How good is that one number?

This post is a promised follow up to the recent ‘Not Particularly Surprising’ post on Net Promoter Score.

I’ll break it into two parts:

Relevance; and
Reliability

Part 1 – Relevance

A number of posts already written have explained that:

there is variety within everything (e.g. see ‘The Spice of Life’);
such variety is hugely important, particularly in service organisations (e.g. see ‘I’m just a spanner’);
we should make sure that we uncover (rather than hide) variation…so that we can properly understand what’s going on (e.g. see ’80 in 20…erm, how can we change that’).

Donald Wheeler, in his superb book ‘Understanding Variation’, nicely sets out Dr Walter Shewhart’s¹ ‘Rule One for the Presentation of Data’:

“Data should always be presented in such a way that preserves the evidence in the data…”

Or, in Wheeler’s words “Data cannot be divorced from their context without the danger of distortion…[and if context is stripped out] are effectively rendered meaningless.”

And so to a key point: The Net Promoter Score (NPS) metric does a most excellent job of stripping out meaning from within. Here’s a reminder from my previous post that, when asking the ‘score us from 0 – 10’ question about “would you recommend us to a friend”:

A respondent scoring a 9 or 10 is labelled as a ‘Promoter’;
A scorer of 0 to 6 is labelled as a ‘Detractor’; and
A 7 or 8 is labelled as being ‘Passive’.

….so this means that:

A catastrophic response of 0 gets the same recognition as a casual 6. Wow, I bet two such polar-opposite ‘Detractors’ have got very different stories of what happened to them!

and yet

a concrete boundary is placed between responses of 6 and 7 (and between 8 and 9). Such an ‘on the boundary’ responder may have vaguely pondered which box to tick and metaphorically (or even literally) ‘tossed a coin’ to decide.

Now, you might say “yeah, but Reichheld’s broad-brush NPS metric will do” so I’ve mocked up three (deliberately) extreme comparison cases to illustrate the stripping out of meaning:

First, imagine that I’ve surveyed 100 subjects with my NPS question and that 50 ‘helpful’ people have provided responses. Further, instead of providing management with just a number, I’m furnishing them with a bar chart of the results.

Comparison pair 1: ‘Terrifying vs. Tardy’

Below are two quite different potential ‘NPS question’ response charts.

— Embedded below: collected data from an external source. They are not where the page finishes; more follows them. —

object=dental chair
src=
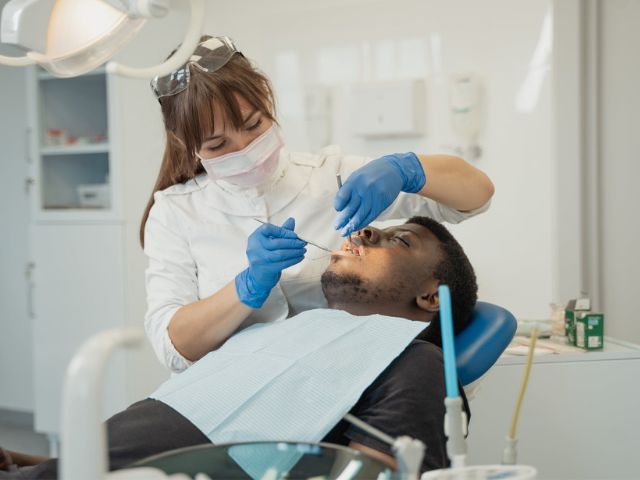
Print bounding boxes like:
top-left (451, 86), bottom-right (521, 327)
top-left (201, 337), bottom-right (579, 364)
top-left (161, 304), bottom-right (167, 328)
top-left (59, 301), bottom-right (517, 479)
top-left (456, 301), bottom-right (517, 397)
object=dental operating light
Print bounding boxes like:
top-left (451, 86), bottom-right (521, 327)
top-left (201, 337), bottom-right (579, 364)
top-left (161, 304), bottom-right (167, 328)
top-left (0, 0), bottom-right (205, 78)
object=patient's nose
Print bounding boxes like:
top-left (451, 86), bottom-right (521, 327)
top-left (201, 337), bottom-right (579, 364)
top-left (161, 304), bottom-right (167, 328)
top-left (361, 227), bottom-right (381, 245)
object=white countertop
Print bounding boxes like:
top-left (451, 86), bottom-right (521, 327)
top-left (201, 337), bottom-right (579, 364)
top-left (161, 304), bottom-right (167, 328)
top-left (496, 336), bottom-right (640, 365)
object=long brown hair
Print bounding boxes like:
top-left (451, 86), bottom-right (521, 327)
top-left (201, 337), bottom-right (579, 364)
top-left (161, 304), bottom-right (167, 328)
top-left (139, 51), bottom-right (277, 247)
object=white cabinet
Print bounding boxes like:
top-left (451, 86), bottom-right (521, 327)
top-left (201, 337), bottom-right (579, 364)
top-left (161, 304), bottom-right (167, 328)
top-left (466, 339), bottom-right (640, 480)
top-left (25, 66), bottom-right (121, 223)
top-left (30, 225), bottom-right (128, 433)
top-left (21, 65), bottom-right (164, 438)
top-left (1, 17), bottom-right (179, 436)
top-left (0, 62), bottom-right (33, 413)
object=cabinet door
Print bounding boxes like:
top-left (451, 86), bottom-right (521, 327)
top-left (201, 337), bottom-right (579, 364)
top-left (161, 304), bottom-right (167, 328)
top-left (31, 224), bottom-right (128, 434)
top-left (0, 64), bottom-right (33, 412)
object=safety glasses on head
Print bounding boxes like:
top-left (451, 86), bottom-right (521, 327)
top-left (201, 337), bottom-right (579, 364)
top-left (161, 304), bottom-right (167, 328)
top-left (150, 36), bottom-right (240, 101)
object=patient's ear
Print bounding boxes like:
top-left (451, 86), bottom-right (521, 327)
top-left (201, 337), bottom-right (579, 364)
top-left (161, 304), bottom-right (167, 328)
top-left (416, 281), bottom-right (440, 313)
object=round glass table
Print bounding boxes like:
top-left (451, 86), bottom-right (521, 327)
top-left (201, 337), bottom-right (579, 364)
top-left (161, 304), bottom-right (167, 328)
top-left (134, 442), bottom-right (392, 480)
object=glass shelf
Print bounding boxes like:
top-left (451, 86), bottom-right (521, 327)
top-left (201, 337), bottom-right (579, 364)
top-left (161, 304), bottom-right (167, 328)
top-left (41, 143), bottom-right (110, 156)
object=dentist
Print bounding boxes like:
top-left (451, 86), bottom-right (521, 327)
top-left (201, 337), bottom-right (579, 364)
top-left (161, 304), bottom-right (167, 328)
top-left (142, 36), bottom-right (494, 373)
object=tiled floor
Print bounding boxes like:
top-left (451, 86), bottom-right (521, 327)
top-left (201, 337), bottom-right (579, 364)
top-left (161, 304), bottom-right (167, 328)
top-left (0, 424), bottom-right (49, 457)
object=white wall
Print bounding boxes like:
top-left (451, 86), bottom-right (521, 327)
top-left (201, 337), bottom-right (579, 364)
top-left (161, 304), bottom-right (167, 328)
top-left (112, 8), bottom-right (192, 401)
top-left (599, 0), bottom-right (640, 343)
top-left (186, 0), bottom-right (555, 319)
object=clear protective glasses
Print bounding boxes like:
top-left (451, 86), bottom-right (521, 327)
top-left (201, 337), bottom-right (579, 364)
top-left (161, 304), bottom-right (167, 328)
top-left (150, 36), bottom-right (240, 101)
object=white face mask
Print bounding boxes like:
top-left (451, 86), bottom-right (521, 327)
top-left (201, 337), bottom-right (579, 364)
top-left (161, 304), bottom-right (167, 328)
top-left (196, 125), bottom-right (284, 188)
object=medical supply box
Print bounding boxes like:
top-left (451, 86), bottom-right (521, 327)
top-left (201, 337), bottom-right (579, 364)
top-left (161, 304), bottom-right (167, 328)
top-left (565, 298), bottom-right (604, 349)
top-left (77, 184), bottom-right (110, 208)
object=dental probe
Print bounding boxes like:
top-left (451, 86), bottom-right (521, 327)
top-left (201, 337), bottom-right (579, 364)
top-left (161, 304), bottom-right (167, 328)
top-left (253, 218), bottom-right (333, 252)
top-left (335, 174), bottom-right (354, 251)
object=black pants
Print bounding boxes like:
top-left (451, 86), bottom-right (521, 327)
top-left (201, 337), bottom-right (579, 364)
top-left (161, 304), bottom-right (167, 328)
top-left (0, 399), bottom-right (210, 480)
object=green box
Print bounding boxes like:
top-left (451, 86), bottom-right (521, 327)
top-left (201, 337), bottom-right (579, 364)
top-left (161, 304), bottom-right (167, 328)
top-left (565, 309), bottom-right (578, 346)
top-left (575, 312), bottom-right (604, 349)
top-left (565, 298), bottom-right (590, 346)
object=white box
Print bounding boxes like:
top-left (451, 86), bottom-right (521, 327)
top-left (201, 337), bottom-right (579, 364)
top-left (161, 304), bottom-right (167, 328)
top-left (349, 80), bottom-right (425, 137)
top-left (77, 184), bottom-right (110, 208)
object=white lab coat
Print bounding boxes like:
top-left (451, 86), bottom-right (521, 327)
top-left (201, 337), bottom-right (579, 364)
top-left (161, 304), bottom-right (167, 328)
top-left (144, 146), bottom-right (490, 373)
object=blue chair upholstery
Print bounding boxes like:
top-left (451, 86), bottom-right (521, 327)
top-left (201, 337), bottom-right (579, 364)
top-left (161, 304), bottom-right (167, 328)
top-left (455, 301), bottom-right (517, 386)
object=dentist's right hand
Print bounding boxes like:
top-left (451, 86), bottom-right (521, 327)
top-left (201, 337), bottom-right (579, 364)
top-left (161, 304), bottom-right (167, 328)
top-left (235, 218), bottom-right (307, 308)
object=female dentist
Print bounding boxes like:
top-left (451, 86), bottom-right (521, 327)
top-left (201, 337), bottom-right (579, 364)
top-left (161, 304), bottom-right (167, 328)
top-left (142, 36), bottom-right (494, 373)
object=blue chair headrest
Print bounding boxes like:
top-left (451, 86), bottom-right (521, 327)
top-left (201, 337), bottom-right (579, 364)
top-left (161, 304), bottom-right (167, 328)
top-left (455, 301), bottom-right (517, 386)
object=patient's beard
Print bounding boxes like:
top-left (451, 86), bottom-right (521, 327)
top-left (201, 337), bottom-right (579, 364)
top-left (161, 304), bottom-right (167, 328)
top-left (321, 271), bottom-right (365, 308)
top-left (320, 270), bottom-right (406, 311)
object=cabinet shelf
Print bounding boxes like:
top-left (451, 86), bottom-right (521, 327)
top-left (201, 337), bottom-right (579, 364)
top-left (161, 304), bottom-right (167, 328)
top-left (41, 143), bottom-right (110, 156)
top-left (43, 205), bottom-right (105, 210)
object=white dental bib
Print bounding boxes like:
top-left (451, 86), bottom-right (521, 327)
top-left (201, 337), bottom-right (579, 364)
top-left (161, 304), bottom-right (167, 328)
top-left (150, 309), bottom-right (427, 446)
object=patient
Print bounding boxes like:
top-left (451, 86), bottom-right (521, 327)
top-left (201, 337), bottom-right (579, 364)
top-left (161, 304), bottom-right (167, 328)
top-left (1, 216), bottom-right (477, 478)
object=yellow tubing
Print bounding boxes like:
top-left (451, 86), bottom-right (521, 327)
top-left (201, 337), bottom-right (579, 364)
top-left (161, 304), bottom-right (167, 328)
top-left (509, 326), bottom-right (539, 439)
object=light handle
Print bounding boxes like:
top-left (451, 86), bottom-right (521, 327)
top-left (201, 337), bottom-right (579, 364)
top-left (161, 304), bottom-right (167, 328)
top-left (0, 54), bottom-right (35, 65)
top-left (106, 0), bottom-right (205, 78)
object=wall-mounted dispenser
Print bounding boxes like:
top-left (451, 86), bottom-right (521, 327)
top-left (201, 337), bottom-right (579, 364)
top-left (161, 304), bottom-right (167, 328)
top-left (448, 73), bottom-right (483, 160)
top-left (349, 80), bottom-right (425, 138)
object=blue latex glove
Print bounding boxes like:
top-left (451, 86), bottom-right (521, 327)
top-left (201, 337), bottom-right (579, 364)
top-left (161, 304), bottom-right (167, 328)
top-left (236, 218), bottom-right (307, 309)
top-left (333, 152), bottom-right (426, 236)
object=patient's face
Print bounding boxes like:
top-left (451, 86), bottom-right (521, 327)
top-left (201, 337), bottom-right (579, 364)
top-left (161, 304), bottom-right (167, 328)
top-left (321, 223), bottom-right (443, 311)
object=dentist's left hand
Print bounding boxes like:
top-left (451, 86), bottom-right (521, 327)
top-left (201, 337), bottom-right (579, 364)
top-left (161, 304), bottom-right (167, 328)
top-left (333, 152), bottom-right (426, 236)
top-left (235, 218), bottom-right (307, 308)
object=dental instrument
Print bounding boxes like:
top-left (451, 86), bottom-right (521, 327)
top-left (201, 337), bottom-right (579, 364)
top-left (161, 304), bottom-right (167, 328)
top-left (253, 218), bottom-right (332, 252)
top-left (438, 285), bottom-right (468, 469)
top-left (343, 413), bottom-right (425, 480)
top-left (421, 286), bottom-right (537, 479)
top-left (336, 174), bottom-right (354, 251)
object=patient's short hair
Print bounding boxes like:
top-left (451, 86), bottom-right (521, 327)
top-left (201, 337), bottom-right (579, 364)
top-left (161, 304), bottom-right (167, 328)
top-left (406, 216), bottom-right (478, 347)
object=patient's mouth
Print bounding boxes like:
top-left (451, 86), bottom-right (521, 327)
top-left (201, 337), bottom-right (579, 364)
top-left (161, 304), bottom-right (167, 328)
top-left (333, 238), bottom-right (363, 257)
top-left (331, 248), bottom-right (361, 259)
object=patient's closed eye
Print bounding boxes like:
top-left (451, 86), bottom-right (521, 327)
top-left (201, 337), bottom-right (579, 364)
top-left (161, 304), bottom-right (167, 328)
top-left (393, 236), bottom-right (410, 247)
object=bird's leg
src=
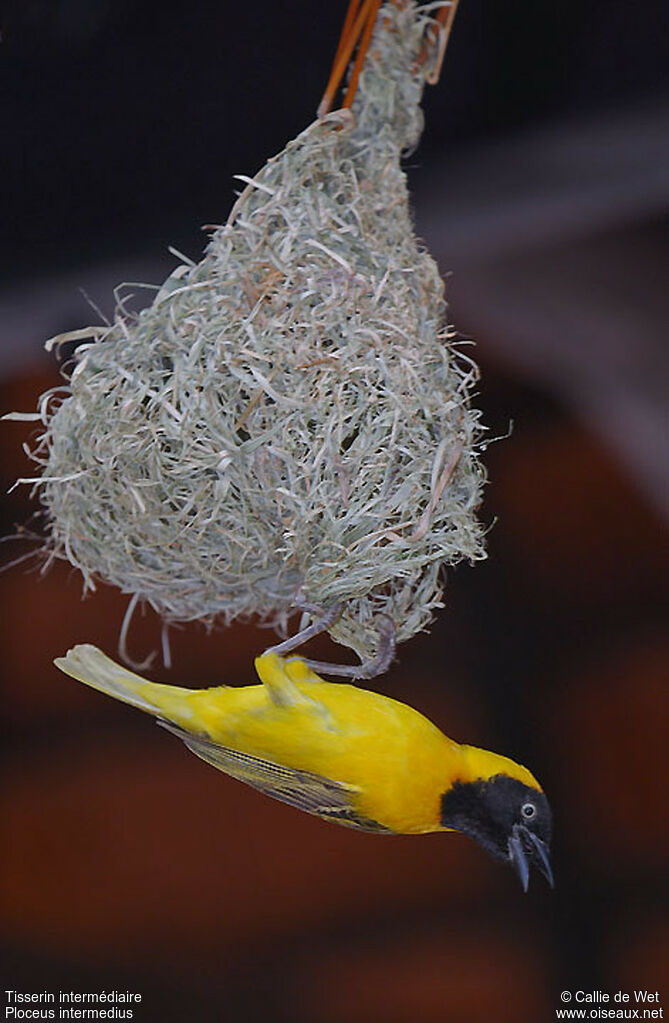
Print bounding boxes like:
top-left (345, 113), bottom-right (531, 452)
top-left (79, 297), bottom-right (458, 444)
top-left (302, 614), bottom-right (396, 680)
top-left (266, 602), bottom-right (344, 657)
top-left (263, 602), bottom-right (395, 682)
top-left (254, 649), bottom-right (316, 707)
top-left (255, 651), bottom-right (335, 728)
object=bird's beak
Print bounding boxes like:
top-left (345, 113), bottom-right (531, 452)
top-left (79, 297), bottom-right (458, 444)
top-left (508, 825), bottom-right (554, 892)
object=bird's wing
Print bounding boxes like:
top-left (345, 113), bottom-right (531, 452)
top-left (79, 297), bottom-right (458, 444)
top-left (159, 721), bottom-right (391, 833)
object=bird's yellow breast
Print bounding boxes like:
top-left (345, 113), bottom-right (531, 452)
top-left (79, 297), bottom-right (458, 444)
top-left (174, 665), bottom-right (463, 834)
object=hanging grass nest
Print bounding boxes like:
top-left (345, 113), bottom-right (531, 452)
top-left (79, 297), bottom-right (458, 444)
top-left (24, 2), bottom-right (486, 661)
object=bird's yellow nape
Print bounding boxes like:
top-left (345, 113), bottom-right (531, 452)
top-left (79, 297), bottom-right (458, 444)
top-left (458, 744), bottom-right (544, 793)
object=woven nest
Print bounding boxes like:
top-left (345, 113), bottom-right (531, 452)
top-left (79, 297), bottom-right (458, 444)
top-left (26, 1), bottom-right (486, 661)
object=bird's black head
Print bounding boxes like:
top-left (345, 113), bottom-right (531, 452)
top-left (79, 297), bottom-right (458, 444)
top-left (441, 774), bottom-right (554, 891)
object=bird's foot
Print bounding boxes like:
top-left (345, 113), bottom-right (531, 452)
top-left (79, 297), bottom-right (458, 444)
top-left (263, 603), bottom-right (396, 681)
top-left (301, 614), bottom-right (396, 680)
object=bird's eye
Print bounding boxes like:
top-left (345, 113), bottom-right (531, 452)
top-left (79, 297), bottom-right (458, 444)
top-left (521, 803), bottom-right (536, 819)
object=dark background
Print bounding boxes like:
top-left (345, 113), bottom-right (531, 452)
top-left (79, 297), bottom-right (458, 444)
top-left (1, 2), bottom-right (668, 1021)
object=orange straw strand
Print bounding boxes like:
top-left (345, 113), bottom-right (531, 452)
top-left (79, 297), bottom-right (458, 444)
top-left (318, 0), bottom-right (459, 117)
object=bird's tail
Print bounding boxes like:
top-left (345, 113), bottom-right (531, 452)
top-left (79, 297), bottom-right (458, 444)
top-left (54, 643), bottom-right (196, 725)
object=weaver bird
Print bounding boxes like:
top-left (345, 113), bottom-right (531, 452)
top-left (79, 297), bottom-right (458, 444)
top-left (55, 644), bottom-right (553, 890)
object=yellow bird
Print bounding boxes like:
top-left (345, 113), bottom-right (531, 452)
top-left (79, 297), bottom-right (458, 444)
top-left (55, 644), bottom-right (553, 890)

I would describe the first set of results as terrifying, whilst the second is merely tardy.

Both sets of results have the same % of Detractors (below the red line) and Promoters (above the green line)…and so are assigned the same NPS score (which, in this case would be -100). This comparison illustrates the significant dumbing down of data by lumping responses of 0 – 6 into the one category.

I’d want to clearly see the variation within the responses i.e. such as the bar charts shown, rather than have it stripped out for the sake of a ‘simple number’.

You might respond with “but we do have that data….we just provide Senior Management with the single NPS figure”….and that would be the problem! I don’t want Senior Management making blinkered decisions², using a single number.

I’m reminded of a rather good Inspector Guilfoyle poster that fits perfectly with having the data but deliberately not using it.

Comparison pair 2: ‘Polarised vs. Contented’

Below are two more NPS response charts for comparison….and, again, they both derive the same NPS score (-12 in this case) …and yet they tell quite different stories:

The first set of data uncovers that the organisation is having a polarising effect on its customers – some absolutely love ‘em …whilst many others are really not impressed.

The second set shows quite a warm picture of contentedness.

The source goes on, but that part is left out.